1.Wanneer hierna wordt verwezen naar paginanummers betreft dit pagina's van op ambtseed of ambtsbelofte opgemaakte processen-verbaal. Deze processen-verbaal zijn als bijlagen opgenomen bij de in de wettelijke vorm opgemaakte proces-verbaal met nummer PL0900-2020089271, dat werd gesloten op 24 februari 2021, opgemaakt door politie Districtsrecherche Oost-Utrecht, doorgenummerd 1 tot en met 1958. Tenzij anders vermeld, zijn dit processen-verbaal in de wettelijke vorm opgemaakt door daartoe bevoegde opsporingsambtenaren.

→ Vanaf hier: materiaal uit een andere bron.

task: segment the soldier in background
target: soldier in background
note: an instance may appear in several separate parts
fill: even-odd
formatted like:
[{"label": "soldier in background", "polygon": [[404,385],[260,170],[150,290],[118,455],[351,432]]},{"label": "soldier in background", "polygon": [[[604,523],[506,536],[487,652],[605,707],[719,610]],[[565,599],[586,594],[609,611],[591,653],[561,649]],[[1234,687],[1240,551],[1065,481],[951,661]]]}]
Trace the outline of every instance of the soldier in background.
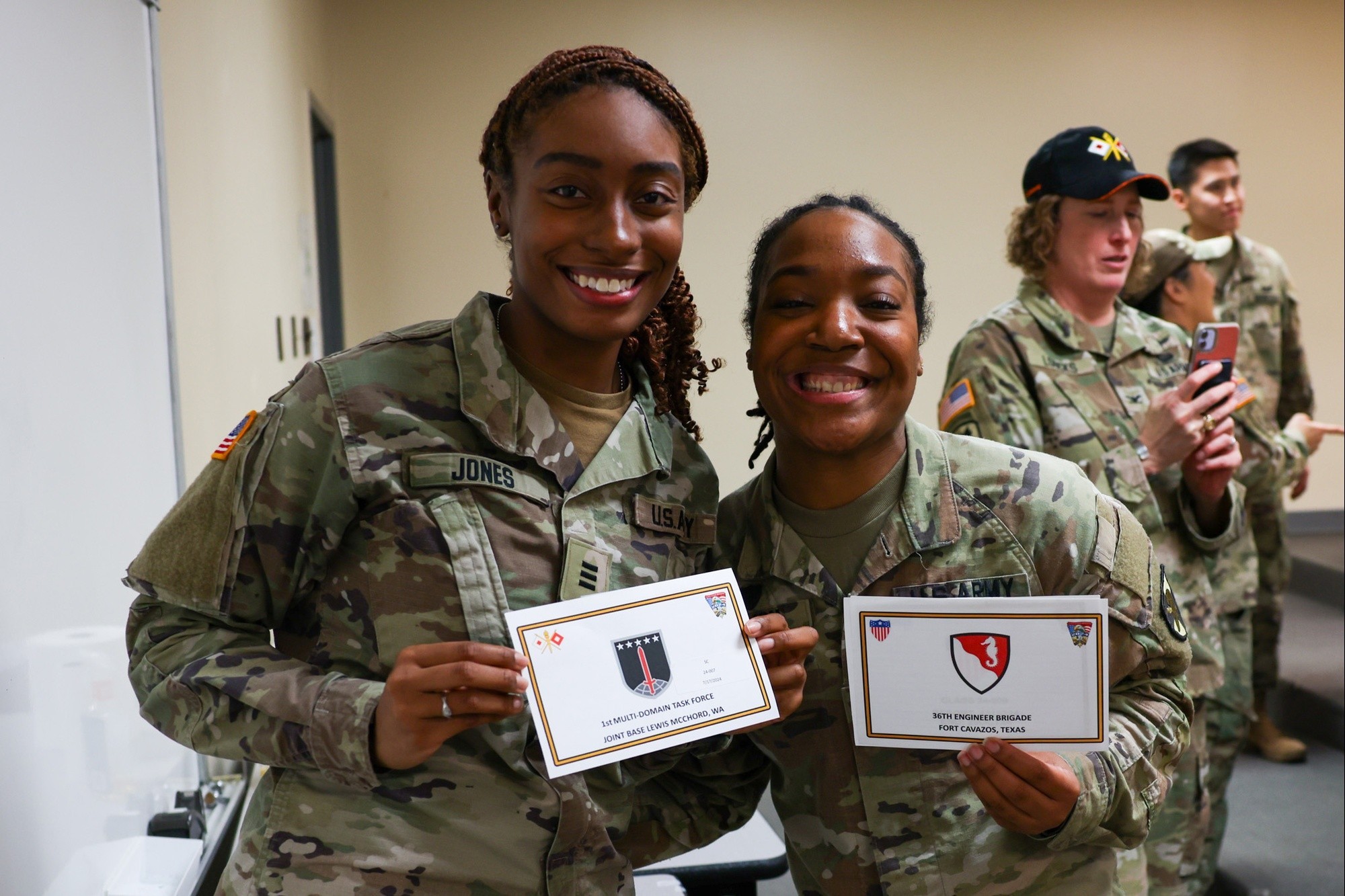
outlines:
[{"label": "soldier in background", "polygon": [[[1103,128],[1073,128],[1028,161],[1009,226],[1018,296],[974,322],[948,362],[940,426],[1077,463],[1143,525],[1189,624],[1192,744],[1124,892],[1186,893],[1208,827],[1206,698],[1223,685],[1209,570],[1243,530],[1233,383],[1197,396],[1219,369],[1188,374],[1180,327],[1119,299],[1147,264],[1141,198],[1166,199]],[[1174,635],[1188,638],[1176,618]]]},{"label": "soldier in background", "polygon": [[[924,261],[866,199],[785,211],[749,277],[748,366],[765,417],[753,459],[776,449],[721,505],[718,560],[755,612],[820,634],[798,713],[752,735],[773,767],[795,885],[1114,892],[1116,849],[1143,839],[1190,712],[1185,628],[1143,527],[1072,463],[907,417],[929,322]],[[1107,747],[857,747],[842,604],[861,593],[1106,597]]]},{"label": "soldier in background", "polygon": [[[1237,233],[1243,219],[1243,178],[1237,151],[1219,140],[1193,140],[1177,147],[1167,163],[1173,202],[1190,222],[1184,230],[1193,239],[1231,237],[1231,250],[1212,258],[1210,273],[1219,285],[1219,320],[1241,326],[1237,370],[1256,396],[1260,413],[1276,428],[1294,414],[1313,413],[1313,383],[1299,339],[1298,299],[1289,268],[1270,246]],[[1293,486],[1298,498],[1307,488],[1305,465]],[[1283,735],[1266,713],[1266,694],[1279,679],[1279,630],[1289,588],[1290,556],[1286,535],[1283,488],[1262,482],[1248,491],[1247,517],[1256,538],[1260,584],[1252,622],[1254,687],[1256,721],[1248,744],[1271,761],[1302,761],[1303,741]]]},{"label": "soldier in background", "polygon": [[[1197,242],[1176,230],[1150,230],[1145,242],[1151,250],[1151,260],[1138,277],[1131,278],[1126,301],[1145,313],[1177,324],[1188,335],[1202,323],[1216,322],[1217,284],[1208,262],[1228,254],[1232,237]],[[1245,381],[1239,377],[1237,383],[1233,421],[1243,465],[1236,479],[1247,488],[1248,496],[1279,492],[1299,478],[1307,456],[1317,451],[1326,433],[1345,433],[1342,426],[1319,424],[1302,413],[1294,414],[1280,429],[1260,413],[1256,396]],[[1256,542],[1247,529],[1228,550],[1209,558],[1209,581],[1223,643],[1224,683],[1209,696],[1205,709],[1209,764],[1202,782],[1208,794],[1209,829],[1200,849],[1200,870],[1190,881],[1189,892],[1193,895],[1204,893],[1215,880],[1228,825],[1224,796],[1252,718],[1252,609],[1259,580],[1256,554]]]},{"label": "soldier in background", "polygon": [[[765,786],[728,737],[549,780],[503,615],[705,568],[718,484],[687,393],[709,369],[678,266],[701,130],[647,62],[584,47],[482,144],[512,299],[308,365],[128,572],[143,714],[272,767],[223,893],[628,895]],[[748,631],[788,714],[816,635],[781,626]]]}]

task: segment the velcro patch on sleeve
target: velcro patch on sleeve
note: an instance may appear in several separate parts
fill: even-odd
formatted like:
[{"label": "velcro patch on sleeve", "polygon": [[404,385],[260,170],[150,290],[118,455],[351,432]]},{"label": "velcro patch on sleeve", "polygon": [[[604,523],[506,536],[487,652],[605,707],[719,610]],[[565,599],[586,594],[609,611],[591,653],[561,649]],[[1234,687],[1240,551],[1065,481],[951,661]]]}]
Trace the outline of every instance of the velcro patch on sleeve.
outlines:
[{"label": "velcro patch on sleeve", "polygon": [[1147,603],[1155,584],[1151,574],[1154,548],[1149,541],[1149,533],[1126,510],[1124,505],[1114,498],[1107,500],[1114,502],[1116,521],[1116,548],[1111,565],[1111,580],[1137,595],[1142,595]]},{"label": "velcro patch on sleeve", "polygon": [[963,410],[968,410],[975,406],[976,394],[971,389],[971,381],[959,379],[952,383],[952,389],[950,389],[948,394],[939,402],[939,429],[947,429],[948,421],[960,414]]},{"label": "velcro patch on sleeve", "polygon": [[681,505],[668,505],[644,495],[635,496],[635,525],[677,535],[691,545],[714,544],[714,514],[687,513]]},{"label": "velcro patch on sleeve", "polygon": [[219,447],[215,448],[215,451],[211,452],[210,456],[214,457],[215,460],[226,460],[229,455],[233,453],[234,447],[238,444],[238,440],[246,436],[247,431],[252,429],[254,420],[257,420],[257,412],[249,410],[247,414],[238,421],[238,425],[229,431],[229,435],[223,437],[223,440],[219,443]]}]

2.Een proces-verbaal van verhoor van getuige [getuige 1] , pagina’s 236-238, 248.
3.Een proces-verbaal van verhoor van getuige [getuige 2] , pagina’s 250, 252, 255, 256.
4.Een proces-verbaal van verhoor van getuige [getuige 2] , pagina 253.
5.Een proces-verbaal van bevindingen, pagina’s 695-697.
6.Een proces-verbaal van bevindingen, pagina’s 695-697.
7.Een proces-verbaal van bevindingen, pagina 696.
8.Een proces-verbaal van bevindingen, pagina 805.
9.Een proces-verbaal van verhoor van [medeverdachte 2] , pagina 1256.
10.Een proces-verbaal van bevindingen, pagina 696.
11.Een proces-verbaal ter terechtzitting van de rechtbank Midden-Nederland, locatie Utrecht, d.d. 5 maart 2021, p. 2.
12.Een proces-verbaal van bevindingen, pagina 699.
13.Een proces-verbaal van bevindingen, pagina 805.
14.Een proces-verbaal van bevindingen, pagina 695.
15.Een proces-verbaal van verhoor, pagina 1253.
16.Een proces-verbaal van bevindingen, pagina 766.
17.Een proces-verbaal ter terechtzitting van de rechtbank Midden-Nederland, locatie Utrecht, d.d. 5 maart 2021, p. 2.
18.Een proces-verbaal van verhoor van [medeverdachte 2] , pagina’s 1256-1257.
19.Een proces-verbaal van bevindingen, pagina 696.
20.Een proces-verbaal van bevindingen, pagina 25, het rapport van het NFI d.d. 25 augustus 2020, pagina 1438-1447 en het proces-verbaal van verhoor van [medeverdachte 1] , pagina 128-129.
21.Een proces-verbaal forensisch onderzoek plaats delict, pagina’s 1357-1359 en een proces-verbaal van bevindingen, pagina’s 1553-1554.
22.Een bijlage bij het proces-verbaal van bevindingen, pagina 1142.
23.Een proces-verbaal van verhoor van [medeverdachte 2] , pagina’s 1242-1243.
24.Een proces-verbaal van verhoor van [medeverdachte 2] , pagina 1236.